Interrupt Routing

3

This chapter describes the way in which interrupts are routed. This information is provided as a reference for designers.

Because a total of 16 interrupts are connected to the secondary bus PCI slots (INTA#, INTB#, INTC#, and INTD# for each slot) and only four interrupts are driven to the card edge, the 16 incoming interrupts must be combined. This ORing of interrupts is performed in accordance with the PCI-to-PCI Bridge Architecture Specification.

Table 3-1shows the ORing of interrupts.

Table 3-1.

Interrupt ORing

 

 

 

 

 

 

 

Device Number

Interrupt Pin

Interrupt Pin

 

 

on Device

on Board Connector

 

 

 

 

 

4

INTA#

INTA#

 

 

INTB#

INTB#

 

 

INTC#

INTC#

 

 

INTD#

INTD#

 

 

 

 

 

5

INTA#

INTB#

 

 

INTB#

INTC#

 

 

INTC# I

INTD#

 

 

INTD#

INTA#

 

 

 

 

 

6

INTA#

INTC#

 

 

INTB#

INTD#

 

 

INTC#

INTA#

 

 

INTD#

INTB#

 

 

 

 

 

7

INTA#

INTD#

 

 

INTB#

INTA#

 

 

INTC#

INTB#

 

 

INTD#

INTC#

 

 

 

 

In accordance with the PCI-to-PCI Bridge Architecture Specification, Revision 1.0, interrupts of the devices on the secondary slots are wire ORed and routed to PCI fingers of the EB152.

21152 PCI-to-PCI Bridge Evaluation Board User’s Guide

3-1

Page 13
Image 13
Intel 21152 manual Interrupt Routing, Interrupt ORing

21152 specifications

The Intel 21152 is a highly regarded chip designed specifically for use in a variety of networking applications, including Ethernet and Token Ring networks. Introduced in the 1990s, this device played a critical role in advancing network communication technologies by providing high-performance data transfer capabilities and supporting various network protocols.

One of the main features of the Intel 21152 is its ability to handle dual 10BASE-T Ethernet ports, allowing for flexibility in network configurations. This dual-port capability is essential for implementing redundancy and load balancing in networking environments, ensuring that data can be transmitted efficiently even in the event of device failures. Furthermore, the chip is capable of supporting both full-duplex and half-duplex modes, accommodating different network setups and enhancing overall throughput.

The Intel 21152 utilizes a sophisticated architecture that integrates a range of technologies to optimize performance. It features a built-in microprocessor that enhances its processing capabilities, enabling it to manage data packets intelligently. Additionally, the chip supports a variety of networking standards such as IEEE 802.3, which ensures compatibility with a wide range of devices and systems in existing network infrastructures.
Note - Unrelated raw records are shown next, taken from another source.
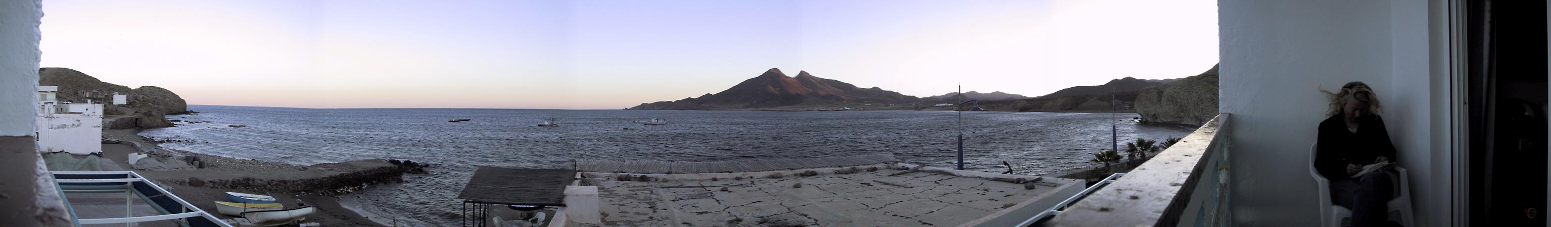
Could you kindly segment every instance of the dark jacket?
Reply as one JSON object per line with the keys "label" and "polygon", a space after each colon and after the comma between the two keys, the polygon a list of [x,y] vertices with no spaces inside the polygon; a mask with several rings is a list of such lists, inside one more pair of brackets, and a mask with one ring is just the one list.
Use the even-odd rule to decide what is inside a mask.
{"label": "dark jacket", "polygon": [[1390,130],[1383,127],[1383,117],[1373,114],[1359,119],[1357,133],[1346,130],[1346,120],[1340,114],[1320,122],[1318,147],[1315,148],[1314,168],[1325,179],[1348,179],[1346,164],[1368,165],[1379,156],[1394,162],[1394,144],[1390,144]]}

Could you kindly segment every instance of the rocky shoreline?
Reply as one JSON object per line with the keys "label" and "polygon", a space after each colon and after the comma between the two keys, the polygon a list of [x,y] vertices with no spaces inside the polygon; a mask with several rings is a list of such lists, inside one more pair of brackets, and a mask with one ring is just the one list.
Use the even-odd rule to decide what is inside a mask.
{"label": "rocky shoreline", "polygon": [[[253,159],[234,159],[158,147],[157,141],[140,136],[140,130],[104,130],[107,137],[119,144],[104,144],[102,156],[123,170],[136,170],[127,158],[136,151],[157,150],[161,154],[177,154],[200,161],[205,168],[136,170],[141,176],[163,184],[174,195],[214,212],[212,201],[225,201],[225,191],[271,195],[285,205],[306,201],[320,207],[307,222],[323,225],[385,225],[361,213],[358,207],[341,205],[340,196],[347,196],[364,187],[403,182],[403,174],[425,173],[428,164],[389,162],[385,159],[351,161],[338,164],[290,165]],[[231,218],[217,215],[219,218]]]}

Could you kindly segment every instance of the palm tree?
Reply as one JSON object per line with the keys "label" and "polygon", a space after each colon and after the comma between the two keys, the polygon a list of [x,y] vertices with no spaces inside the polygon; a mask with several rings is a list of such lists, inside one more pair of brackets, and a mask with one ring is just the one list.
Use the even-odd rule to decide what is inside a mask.
{"label": "palm tree", "polygon": [[1159,141],[1148,141],[1148,139],[1137,139],[1137,142],[1126,142],[1126,156],[1148,158],[1148,153],[1162,151],[1163,148],[1157,147],[1155,145],[1157,142]]}
{"label": "palm tree", "polygon": [[1117,162],[1120,159],[1123,159],[1123,158],[1120,156],[1120,153],[1115,153],[1115,150],[1104,150],[1104,151],[1093,153],[1093,159],[1089,159],[1089,162],[1104,164],[1104,170],[1109,170],[1109,164],[1111,162]]}
{"label": "palm tree", "polygon": [[1168,137],[1168,139],[1163,139],[1163,148],[1168,148],[1168,147],[1174,147],[1174,144],[1179,144],[1179,139],[1180,139],[1180,137]]}

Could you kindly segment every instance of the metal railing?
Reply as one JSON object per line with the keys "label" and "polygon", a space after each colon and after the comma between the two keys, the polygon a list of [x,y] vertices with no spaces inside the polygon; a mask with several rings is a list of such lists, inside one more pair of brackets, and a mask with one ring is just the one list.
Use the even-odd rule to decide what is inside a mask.
{"label": "metal railing", "polygon": [[1039,212],[1039,215],[1035,215],[1033,218],[1028,218],[1028,221],[1024,221],[1024,222],[1021,222],[1017,225],[1019,227],[1027,227],[1027,225],[1045,221],[1050,216],[1061,215],[1061,212],[1066,212],[1066,208],[1070,207],[1072,202],[1081,201],[1087,195],[1092,195],[1093,191],[1098,191],[1100,188],[1104,188],[1104,185],[1109,185],[1111,182],[1115,182],[1115,179],[1118,179],[1120,176],[1126,176],[1126,173],[1109,174],[1109,178],[1104,178],[1104,181],[1095,182],[1093,185],[1084,188],[1083,191],[1079,191],[1076,195],[1072,195],[1072,198],[1067,198],[1066,201],[1061,201],[1059,204],[1050,207],[1045,212]]}
{"label": "metal railing", "polygon": [[[1126,178],[1079,198],[1055,225],[1227,225],[1228,114],[1204,124]],[[1039,218],[1039,216],[1036,216]]]}

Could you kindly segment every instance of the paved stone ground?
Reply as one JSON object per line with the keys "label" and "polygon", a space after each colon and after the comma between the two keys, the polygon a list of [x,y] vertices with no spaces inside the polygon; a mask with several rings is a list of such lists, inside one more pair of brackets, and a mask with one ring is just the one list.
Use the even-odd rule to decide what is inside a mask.
{"label": "paved stone ground", "polygon": [[[639,227],[959,225],[1053,188],[1025,190],[1022,184],[927,171],[889,176],[895,171],[900,170],[741,181],[589,181],[599,185],[602,225]],[[793,188],[797,182],[802,187]],[[723,187],[727,190],[721,191]]]}

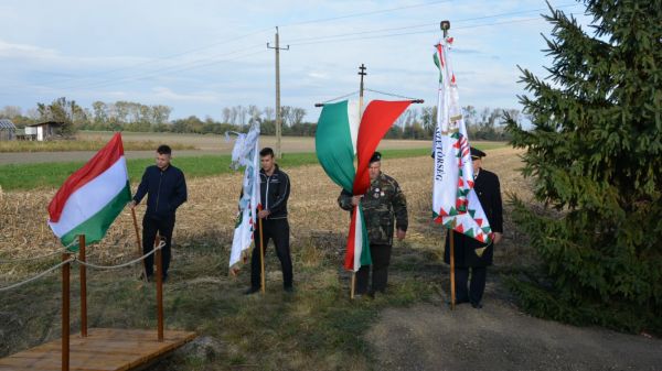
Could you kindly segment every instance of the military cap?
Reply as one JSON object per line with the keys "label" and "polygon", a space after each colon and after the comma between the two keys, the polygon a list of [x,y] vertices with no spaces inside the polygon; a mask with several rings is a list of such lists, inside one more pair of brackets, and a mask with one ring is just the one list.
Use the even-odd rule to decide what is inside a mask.
{"label": "military cap", "polygon": [[479,160],[484,156],[487,156],[487,154],[483,151],[476,149],[473,146],[471,148],[471,159],[472,160]]}

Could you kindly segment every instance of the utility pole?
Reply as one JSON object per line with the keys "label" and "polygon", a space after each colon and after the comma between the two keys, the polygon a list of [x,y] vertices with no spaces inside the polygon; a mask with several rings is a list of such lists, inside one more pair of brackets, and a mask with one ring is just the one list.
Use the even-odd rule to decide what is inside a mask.
{"label": "utility pole", "polygon": [[366,76],[365,72],[367,67],[362,63],[359,67],[359,76],[361,76],[361,86],[359,88],[359,118],[361,118],[361,110],[363,110],[363,76]]}
{"label": "utility pole", "polygon": [[287,45],[287,47],[280,47],[278,26],[276,28],[276,46],[270,46],[269,43],[267,43],[267,48],[276,51],[276,159],[280,159],[282,156],[282,153],[280,152],[282,127],[282,119],[280,118],[280,51],[289,51],[289,45]]}

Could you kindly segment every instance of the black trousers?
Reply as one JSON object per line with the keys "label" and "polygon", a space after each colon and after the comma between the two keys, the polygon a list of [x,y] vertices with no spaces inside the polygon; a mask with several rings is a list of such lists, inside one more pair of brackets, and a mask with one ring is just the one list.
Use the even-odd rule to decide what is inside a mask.
{"label": "black trousers", "polygon": [[393,245],[391,244],[372,244],[370,245],[370,255],[372,258],[372,265],[362,265],[356,272],[356,294],[367,293],[367,279],[370,275],[370,269],[372,266],[372,292],[386,291],[386,283],[388,282],[388,264],[391,263],[391,251]]}
{"label": "black trousers", "polygon": [[[163,258],[163,279],[168,277],[168,269],[170,268],[170,244],[172,242],[172,230],[174,229],[174,215],[163,219],[156,219],[150,216],[142,218],[142,253],[148,253],[154,248],[157,232],[162,240],[166,240],[166,245],[161,250]],[[145,259],[145,272],[147,276],[154,274],[154,254]]]}
{"label": "black trousers", "polygon": [[[263,242],[265,244],[265,255],[269,240],[274,240],[276,245],[276,254],[280,260],[282,269],[282,286],[292,286],[292,258],[289,251],[289,223],[287,219],[261,219],[263,221]],[[250,286],[259,288],[261,283],[261,266],[259,262],[260,245],[259,245],[259,228],[253,234],[255,247],[250,257]]]}
{"label": "black trousers", "polygon": [[[469,281],[471,270],[471,282]],[[479,304],[485,291],[487,266],[457,268],[456,266],[456,301],[457,303]],[[469,290],[467,290],[469,287]]]}

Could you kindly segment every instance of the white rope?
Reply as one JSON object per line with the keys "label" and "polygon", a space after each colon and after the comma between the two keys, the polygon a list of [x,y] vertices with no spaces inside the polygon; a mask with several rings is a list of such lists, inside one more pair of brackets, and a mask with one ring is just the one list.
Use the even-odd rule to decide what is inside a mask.
{"label": "white rope", "polygon": [[96,265],[93,263],[84,262],[79,259],[76,259],[76,263],[88,266],[88,268],[94,268],[97,270],[118,270],[120,268],[129,266],[129,265],[132,265],[132,264],[143,261],[147,257],[153,254],[154,252],[157,252],[157,250],[161,250],[164,245],[166,245],[166,241],[161,241],[158,247],[153,248],[150,252],[146,253],[145,255],[142,255],[138,259],[131,260],[130,262],[119,264],[119,265]]}
{"label": "white rope", "polygon": [[9,285],[9,286],[0,287],[0,292],[3,292],[3,291],[10,291],[10,290],[12,290],[12,288],[17,288],[17,287],[21,287],[21,286],[23,286],[23,285],[26,285],[26,284],[31,283],[32,281],[36,281],[36,280],[39,280],[39,279],[43,277],[44,275],[46,275],[46,274],[49,274],[49,273],[51,273],[51,272],[53,272],[53,271],[55,271],[55,270],[60,269],[60,268],[61,268],[62,265],[64,265],[64,264],[68,264],[68,263],[72,263],[72,262],[74,262],[75,260],[76,260],[76,259],[72,257],[72,258],[70,258],[70,259],[67,259],[67,260],[65,260],[65,261],[61,262],[60,264],[56,264],[56,265],[53,265],[53,266],[49,268],[47,270],[45,270],[45,271],[41,272],[40,274],[38,274],[38,275],[35,275],[35,276],[33,276],[33,277],[31,277],[31,279],[28,279],[28,280],[25,280],[25,281],[22,281],[22,282],[14,283],[13,285]]}

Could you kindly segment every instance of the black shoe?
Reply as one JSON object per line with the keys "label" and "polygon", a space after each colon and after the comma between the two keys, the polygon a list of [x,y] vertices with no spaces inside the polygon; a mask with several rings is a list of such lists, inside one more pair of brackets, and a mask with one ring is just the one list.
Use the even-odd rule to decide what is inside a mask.
{"label": "black shoe", "polygon": [[150,274],[150,275],[147,276],[147,279],[145,279],[145,272],[142,272],[138,276],[138,281],[154,282],[154,277]]}
{"label": "black shoe", "polygon": [[244,292],[244,295],[250,295],[250,294],[255,294],[259,291],[259,287],[249,287],[248,290],[246,290]]}

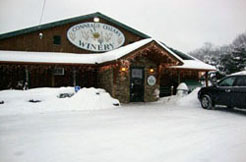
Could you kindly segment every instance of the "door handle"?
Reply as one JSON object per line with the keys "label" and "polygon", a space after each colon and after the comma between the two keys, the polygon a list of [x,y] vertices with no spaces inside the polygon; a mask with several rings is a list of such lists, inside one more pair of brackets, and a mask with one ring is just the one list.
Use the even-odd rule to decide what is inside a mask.
{"label": "door handle", "polygon": [[230,93],[230,92],[231,92],[231,90],[230,90],[230,89],[226,89],[226,90],[225,90],[225,92]]}

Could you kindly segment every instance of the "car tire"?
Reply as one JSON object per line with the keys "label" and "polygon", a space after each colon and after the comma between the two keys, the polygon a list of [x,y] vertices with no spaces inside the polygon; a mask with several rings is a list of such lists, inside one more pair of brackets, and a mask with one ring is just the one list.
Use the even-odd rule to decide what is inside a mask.
{"label": "car tire", "polygon": [[201,106],[204,109],[213,109],[214,105],[209,95],[203,95],[201,98]]}

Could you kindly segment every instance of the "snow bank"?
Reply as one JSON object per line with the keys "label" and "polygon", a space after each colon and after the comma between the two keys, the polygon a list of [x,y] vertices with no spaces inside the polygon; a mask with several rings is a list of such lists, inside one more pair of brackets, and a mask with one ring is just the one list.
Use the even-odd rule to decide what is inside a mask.
{"label": "snow bank", "polygon": [[176,105],[182,107],[200,107],[200,102],[197,98],[197,93],[200,88],[194,89],[190,94],[186,96],[174,95],[169,97],[163,97],[159,102],[168,105]]}
{"label": "snow bank", "polygon": [[246,75],[246,70],[244,71],[239,71],[239,72],[236,72],[236,73],[232,73],[230,75]]}
{"label": "snow bank", "polygon": [[4,101],[4,104],[0,104],[0,115],[99,110],[119,105],[119,101],[113,99],[103,89],[82,88],[75,94],[73,87],[4,90],[0,91],[1,101]]}

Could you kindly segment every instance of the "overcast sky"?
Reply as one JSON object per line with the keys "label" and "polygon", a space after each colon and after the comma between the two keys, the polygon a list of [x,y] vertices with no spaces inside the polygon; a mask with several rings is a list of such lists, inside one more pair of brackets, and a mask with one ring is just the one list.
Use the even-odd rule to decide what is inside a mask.
{"label": "overcast sky", "polygon": [[[0,33],[39,24],[44,0],[0,0]],[[189,52],[246,32],[246,0],[46,0],[42,24],[101,12]]]}

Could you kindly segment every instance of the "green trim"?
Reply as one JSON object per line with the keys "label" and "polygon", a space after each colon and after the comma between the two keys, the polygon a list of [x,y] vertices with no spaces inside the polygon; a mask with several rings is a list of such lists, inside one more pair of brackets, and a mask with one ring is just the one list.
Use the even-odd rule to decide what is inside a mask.
{"label": "green trim", "polygon": [[124,28],[127,31],[130,31],[130,32],[142,37],[142,38],[150,38],[148,35],[146,35],[144,33],[141,33],[141,32],[139,32],[139,31],[127,26],[127,25],[124,25],[124,24],[108,17],[108,16],[105,16],[105,15],[101,14],[100,12],[96,12],[96,13],[89,14],[89,15],[79,16],[79,17],[75,17],[75,18],[71,18],[71,19],[56,21],[53,23],[38,25],[38,26],[26,28],[26,29],[21,29],[21,30],[17,30],[17,31],[9,32],[9,33],[4,33],[4,34],[0,35],[0,40],[10,38],[10,37],[15,37],[18,35],[36,32],[39,30],[45,30],[45,29],[49,29],[49,28],[53,28],[53,27],[57,27],[57,26],[62,26],[64,24],[68,24],[68,23],[73,23],[73,22],[78,22],[78,21],[82,21],[82,20],[86,20],[86,19],[91,19],[94,17],[99,17],[99,18],[105,19],[105,20],[107,20],[107,21],[109,21],[115,25],[118,25],[118,26]]}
Another key characteristic of the Intel 21152 is its low power consumption, which was particularly notable for its time. This efficiency not only reduces operational costs but also contributes to the longevity of devices utilizing the chip, making it a practical choice for manufacturers seeking to create reliable networking equipment.

Moreover, the Intel 21152 supports several memory interfaces, allowing for the integration of external memory to further enhance its functionality. This capability is beneficial for applications requiring high-speed data buffering and processing.

In summary, the Intel 21152 emerged as a prominent networking chip with its dual-port support, efficient architecture, compatibility with various standards, and low power requirements. Its advanced features made it a valuable component in the development of networking solutions, solidifying its reputation in the industry and influencing the design of subsequent generations of network devices. With its significant technological advancements, the Intel 21152 paved the way for improved connectivity and communication in computing environments.